その後30人の講評会である。彼は先ず質問をしてそれへの返答を聞きながらコメントしていくというスタイルをとる。これは無自覚な学生の設計を反省させる的確な方法に思えた。30人の内から平瀬賞、坂牛賞、佳作5つを選び終了した。信大での最後の講評会。これまで来てくれたゲストの方には深く感謝。ちなみに各々の講評会でゲストの方に好評だった作品を並べてみた。先生の個性も見えるし、少しずつ進歩したような形跡も見える。面白い6年間だった。
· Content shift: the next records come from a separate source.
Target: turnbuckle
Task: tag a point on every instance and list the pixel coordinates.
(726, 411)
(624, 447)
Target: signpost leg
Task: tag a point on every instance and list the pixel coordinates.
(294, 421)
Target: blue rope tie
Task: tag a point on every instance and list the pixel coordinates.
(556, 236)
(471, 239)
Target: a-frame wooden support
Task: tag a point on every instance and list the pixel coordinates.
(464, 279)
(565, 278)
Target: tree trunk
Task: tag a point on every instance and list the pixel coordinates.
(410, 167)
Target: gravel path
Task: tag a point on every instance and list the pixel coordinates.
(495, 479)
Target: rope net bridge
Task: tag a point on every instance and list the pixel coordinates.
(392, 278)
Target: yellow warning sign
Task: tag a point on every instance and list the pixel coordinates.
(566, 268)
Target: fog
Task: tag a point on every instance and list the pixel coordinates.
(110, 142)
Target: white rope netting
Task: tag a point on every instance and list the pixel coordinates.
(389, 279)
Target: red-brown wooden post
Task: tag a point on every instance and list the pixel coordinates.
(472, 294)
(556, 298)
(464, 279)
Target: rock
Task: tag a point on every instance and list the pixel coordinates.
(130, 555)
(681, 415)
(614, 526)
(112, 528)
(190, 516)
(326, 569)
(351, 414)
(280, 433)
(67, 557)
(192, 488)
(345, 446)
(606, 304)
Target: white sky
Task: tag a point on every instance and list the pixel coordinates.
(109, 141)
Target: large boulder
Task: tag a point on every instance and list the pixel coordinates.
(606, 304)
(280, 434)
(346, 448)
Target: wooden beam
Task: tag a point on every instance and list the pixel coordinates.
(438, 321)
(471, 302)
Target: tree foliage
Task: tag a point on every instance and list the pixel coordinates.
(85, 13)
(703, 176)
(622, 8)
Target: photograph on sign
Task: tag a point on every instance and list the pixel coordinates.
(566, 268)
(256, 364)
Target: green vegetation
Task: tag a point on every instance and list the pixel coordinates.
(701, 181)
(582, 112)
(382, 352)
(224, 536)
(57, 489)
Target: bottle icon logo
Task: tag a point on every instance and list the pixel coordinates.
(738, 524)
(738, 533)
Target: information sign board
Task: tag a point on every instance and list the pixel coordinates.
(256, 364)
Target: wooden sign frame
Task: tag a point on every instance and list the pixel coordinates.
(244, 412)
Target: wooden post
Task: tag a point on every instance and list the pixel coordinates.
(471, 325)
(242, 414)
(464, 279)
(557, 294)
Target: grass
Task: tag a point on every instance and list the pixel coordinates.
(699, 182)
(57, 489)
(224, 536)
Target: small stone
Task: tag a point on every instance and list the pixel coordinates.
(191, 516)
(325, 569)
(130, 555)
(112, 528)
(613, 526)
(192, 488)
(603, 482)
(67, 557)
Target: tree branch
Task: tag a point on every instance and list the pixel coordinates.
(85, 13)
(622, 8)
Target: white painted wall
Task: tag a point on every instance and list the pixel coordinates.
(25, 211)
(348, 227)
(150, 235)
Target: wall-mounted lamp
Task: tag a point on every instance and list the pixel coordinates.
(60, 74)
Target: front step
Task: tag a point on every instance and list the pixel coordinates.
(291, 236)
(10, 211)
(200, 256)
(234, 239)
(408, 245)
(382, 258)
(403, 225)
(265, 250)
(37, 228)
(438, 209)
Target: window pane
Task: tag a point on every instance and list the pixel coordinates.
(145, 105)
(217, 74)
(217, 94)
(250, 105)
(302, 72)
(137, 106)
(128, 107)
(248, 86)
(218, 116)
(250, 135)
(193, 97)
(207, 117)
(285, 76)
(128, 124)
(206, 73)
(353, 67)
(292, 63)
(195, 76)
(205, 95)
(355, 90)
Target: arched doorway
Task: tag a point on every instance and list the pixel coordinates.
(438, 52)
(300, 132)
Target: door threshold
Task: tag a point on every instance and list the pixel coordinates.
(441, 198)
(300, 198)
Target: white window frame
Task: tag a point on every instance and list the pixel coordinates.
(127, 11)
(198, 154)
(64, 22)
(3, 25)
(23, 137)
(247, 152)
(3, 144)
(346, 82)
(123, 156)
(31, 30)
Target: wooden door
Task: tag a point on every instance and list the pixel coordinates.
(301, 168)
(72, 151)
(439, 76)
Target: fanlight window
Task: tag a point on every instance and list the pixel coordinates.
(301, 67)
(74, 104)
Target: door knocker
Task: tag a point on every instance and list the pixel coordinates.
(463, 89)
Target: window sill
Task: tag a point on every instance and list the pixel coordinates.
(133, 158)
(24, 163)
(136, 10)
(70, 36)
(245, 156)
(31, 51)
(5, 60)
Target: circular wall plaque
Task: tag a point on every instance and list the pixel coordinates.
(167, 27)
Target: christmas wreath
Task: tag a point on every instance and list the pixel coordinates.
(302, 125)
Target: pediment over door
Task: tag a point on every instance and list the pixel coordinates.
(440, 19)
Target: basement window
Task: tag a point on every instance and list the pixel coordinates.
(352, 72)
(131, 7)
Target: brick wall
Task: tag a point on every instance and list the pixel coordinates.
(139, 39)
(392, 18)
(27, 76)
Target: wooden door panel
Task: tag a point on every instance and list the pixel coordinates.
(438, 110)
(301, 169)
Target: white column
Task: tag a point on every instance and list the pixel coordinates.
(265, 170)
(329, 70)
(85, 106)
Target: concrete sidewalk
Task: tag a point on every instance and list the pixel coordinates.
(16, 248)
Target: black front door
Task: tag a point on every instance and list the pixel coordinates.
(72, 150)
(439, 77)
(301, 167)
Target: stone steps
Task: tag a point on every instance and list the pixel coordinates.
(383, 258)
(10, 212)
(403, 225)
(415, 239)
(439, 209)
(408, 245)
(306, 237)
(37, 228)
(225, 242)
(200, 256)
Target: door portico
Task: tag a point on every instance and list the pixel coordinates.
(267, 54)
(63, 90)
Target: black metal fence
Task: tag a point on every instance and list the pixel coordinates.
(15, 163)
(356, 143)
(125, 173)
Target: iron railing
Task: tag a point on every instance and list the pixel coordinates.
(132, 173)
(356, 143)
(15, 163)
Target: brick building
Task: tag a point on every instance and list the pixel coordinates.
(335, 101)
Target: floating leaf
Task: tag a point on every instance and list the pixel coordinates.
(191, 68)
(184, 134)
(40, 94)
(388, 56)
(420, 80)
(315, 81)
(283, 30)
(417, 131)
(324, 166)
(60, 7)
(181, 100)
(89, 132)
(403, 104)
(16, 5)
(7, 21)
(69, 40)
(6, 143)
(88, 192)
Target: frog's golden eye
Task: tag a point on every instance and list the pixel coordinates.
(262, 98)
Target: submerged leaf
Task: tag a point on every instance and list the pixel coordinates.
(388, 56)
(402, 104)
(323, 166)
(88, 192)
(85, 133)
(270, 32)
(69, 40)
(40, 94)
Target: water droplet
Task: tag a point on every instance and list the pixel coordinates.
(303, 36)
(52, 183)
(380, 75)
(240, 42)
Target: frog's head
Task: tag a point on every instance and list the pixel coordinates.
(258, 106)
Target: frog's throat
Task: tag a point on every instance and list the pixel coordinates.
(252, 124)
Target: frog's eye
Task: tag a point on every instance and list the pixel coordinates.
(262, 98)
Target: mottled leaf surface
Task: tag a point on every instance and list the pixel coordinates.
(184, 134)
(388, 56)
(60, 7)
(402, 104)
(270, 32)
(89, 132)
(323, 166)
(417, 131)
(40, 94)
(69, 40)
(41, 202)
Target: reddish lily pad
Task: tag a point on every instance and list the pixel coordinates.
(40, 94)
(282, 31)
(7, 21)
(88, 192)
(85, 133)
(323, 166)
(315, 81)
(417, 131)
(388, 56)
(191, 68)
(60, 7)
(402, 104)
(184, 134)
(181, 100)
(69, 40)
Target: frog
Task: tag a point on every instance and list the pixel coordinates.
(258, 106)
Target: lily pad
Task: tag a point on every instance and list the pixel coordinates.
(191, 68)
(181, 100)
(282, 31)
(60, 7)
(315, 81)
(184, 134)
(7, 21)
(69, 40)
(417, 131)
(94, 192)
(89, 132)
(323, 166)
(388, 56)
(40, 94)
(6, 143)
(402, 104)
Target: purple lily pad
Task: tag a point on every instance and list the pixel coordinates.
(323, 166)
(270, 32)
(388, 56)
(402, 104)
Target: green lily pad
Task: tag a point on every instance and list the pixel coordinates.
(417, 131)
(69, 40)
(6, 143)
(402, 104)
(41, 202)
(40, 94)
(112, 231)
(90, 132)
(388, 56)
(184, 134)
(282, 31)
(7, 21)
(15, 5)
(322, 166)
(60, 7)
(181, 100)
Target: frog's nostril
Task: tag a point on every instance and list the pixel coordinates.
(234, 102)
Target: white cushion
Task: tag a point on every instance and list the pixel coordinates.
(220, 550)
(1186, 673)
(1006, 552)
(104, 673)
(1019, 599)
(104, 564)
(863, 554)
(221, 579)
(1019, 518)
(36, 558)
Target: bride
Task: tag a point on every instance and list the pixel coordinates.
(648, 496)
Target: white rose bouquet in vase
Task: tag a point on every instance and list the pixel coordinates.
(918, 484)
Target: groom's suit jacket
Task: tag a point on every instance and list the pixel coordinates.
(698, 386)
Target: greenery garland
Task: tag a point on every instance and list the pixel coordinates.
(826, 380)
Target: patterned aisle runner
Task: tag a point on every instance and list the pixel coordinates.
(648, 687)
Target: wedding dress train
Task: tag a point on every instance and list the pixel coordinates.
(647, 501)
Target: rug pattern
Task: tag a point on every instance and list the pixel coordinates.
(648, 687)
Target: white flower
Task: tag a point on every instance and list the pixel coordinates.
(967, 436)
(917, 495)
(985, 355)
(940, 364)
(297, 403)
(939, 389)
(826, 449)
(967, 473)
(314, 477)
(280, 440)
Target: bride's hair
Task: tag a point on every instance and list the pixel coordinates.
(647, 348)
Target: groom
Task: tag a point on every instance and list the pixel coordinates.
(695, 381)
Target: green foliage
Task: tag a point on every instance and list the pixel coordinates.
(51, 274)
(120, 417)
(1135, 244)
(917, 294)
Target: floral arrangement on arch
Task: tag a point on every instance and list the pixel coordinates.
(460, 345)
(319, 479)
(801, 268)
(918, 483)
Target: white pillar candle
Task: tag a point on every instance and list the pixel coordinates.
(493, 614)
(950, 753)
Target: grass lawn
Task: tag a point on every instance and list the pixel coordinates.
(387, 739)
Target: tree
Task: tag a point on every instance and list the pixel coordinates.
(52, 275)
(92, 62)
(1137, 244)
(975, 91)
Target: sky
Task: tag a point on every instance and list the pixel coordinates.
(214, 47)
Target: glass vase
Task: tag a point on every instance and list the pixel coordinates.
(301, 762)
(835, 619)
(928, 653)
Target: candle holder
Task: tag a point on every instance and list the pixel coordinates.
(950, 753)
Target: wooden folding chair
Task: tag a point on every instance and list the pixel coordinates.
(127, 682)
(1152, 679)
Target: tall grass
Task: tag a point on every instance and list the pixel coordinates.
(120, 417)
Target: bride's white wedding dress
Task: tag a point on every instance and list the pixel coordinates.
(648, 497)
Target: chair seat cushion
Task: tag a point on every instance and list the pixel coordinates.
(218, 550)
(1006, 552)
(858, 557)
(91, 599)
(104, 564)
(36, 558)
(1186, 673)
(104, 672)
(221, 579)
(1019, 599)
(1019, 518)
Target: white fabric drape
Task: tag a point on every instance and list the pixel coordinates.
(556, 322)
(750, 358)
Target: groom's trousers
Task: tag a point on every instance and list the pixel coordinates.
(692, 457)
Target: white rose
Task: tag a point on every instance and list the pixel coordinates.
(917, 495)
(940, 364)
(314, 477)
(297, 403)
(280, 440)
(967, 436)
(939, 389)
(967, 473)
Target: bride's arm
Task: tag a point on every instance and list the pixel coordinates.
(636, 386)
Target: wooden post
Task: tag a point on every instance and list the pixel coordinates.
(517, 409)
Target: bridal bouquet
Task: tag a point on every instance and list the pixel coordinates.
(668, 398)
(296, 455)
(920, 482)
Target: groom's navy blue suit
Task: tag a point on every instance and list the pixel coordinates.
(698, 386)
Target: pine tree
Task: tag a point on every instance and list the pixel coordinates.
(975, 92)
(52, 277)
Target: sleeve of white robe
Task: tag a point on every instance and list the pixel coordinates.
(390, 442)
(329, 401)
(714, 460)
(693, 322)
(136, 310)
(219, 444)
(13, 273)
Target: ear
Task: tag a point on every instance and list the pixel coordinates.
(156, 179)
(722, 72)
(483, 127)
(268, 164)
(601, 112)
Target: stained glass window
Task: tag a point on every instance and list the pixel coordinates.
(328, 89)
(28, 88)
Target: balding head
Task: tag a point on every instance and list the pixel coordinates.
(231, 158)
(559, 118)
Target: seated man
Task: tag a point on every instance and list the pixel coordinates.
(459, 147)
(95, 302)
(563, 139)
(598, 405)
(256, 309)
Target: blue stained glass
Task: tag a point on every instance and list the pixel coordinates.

課題ごとに年代順に並べてみる。
2年生住宅
2005年 今村創平先生 見事な口技に脱剛
2006年 若松均先生 スケールが悪いとややご機嫌悪し
2007年 岡田哲史先生 ずっと立ちっ放しで激辛批評
2008年 福屋粧子先生 やわらかにしかし鋭く
2009年2年生住宅 藤村龍二先生 キーワードは社会性
2010年2年生住宅 石黒由紀先生 丁寧な批評
2年生オフィス
2005年 山本想太郎先生 理路整然
2006年 中村晃子先生 ゆるーい感じで、でも厳しく
2007年 阪根宏彦先生 ニコニコしながら相手を追い詰め
2008年 柳澤潤先生 分かりやすくそして楽しく
2009年 松田達先生+新雄太先生 理論派VS感性派
2010年 平瀬有人先生 問いかける批評
3年生コンヴァージョン
2006年 藤田純也先生 竹中流でせまる
同上 安田幸一先生 形へのこだわり
2007年 岩岡竜夫先生 普通のようで普通でない
2008年 萩原剛先生 やはり竹中流?萩原流?
2009年 城戸崎和佐先生 エキセントリックな称賛
2010年 袴田喜夫先生 保存のプロにしめていただく
3年生幼児の施設
2006年 小川次郎先生 とにかくおおらかに
2007年 高橋晶子先生 理性の中の感性
2008年 曽我部昌史先生 具体へのこだわり
2009年 槻橋修先生 がんがん語る
2010年 松岡聡先生 ゆっくりと静かに
4年生自由設計
2006年 奥山信一先生 厳しく楽しくバーベキューも仕切ってました
2007年 山梨知彦先生 来たと思ったら帰って行った。とにかく忙しい。
2008年 金箱温春先生 構造が意匠になった案が一等賞
2009年 山梨知彦先生 亀井さんドタキャンで山梨先生に再度お願い
2010年 坂本一成先生 真打登場よくこんな遠くへありがとうございました。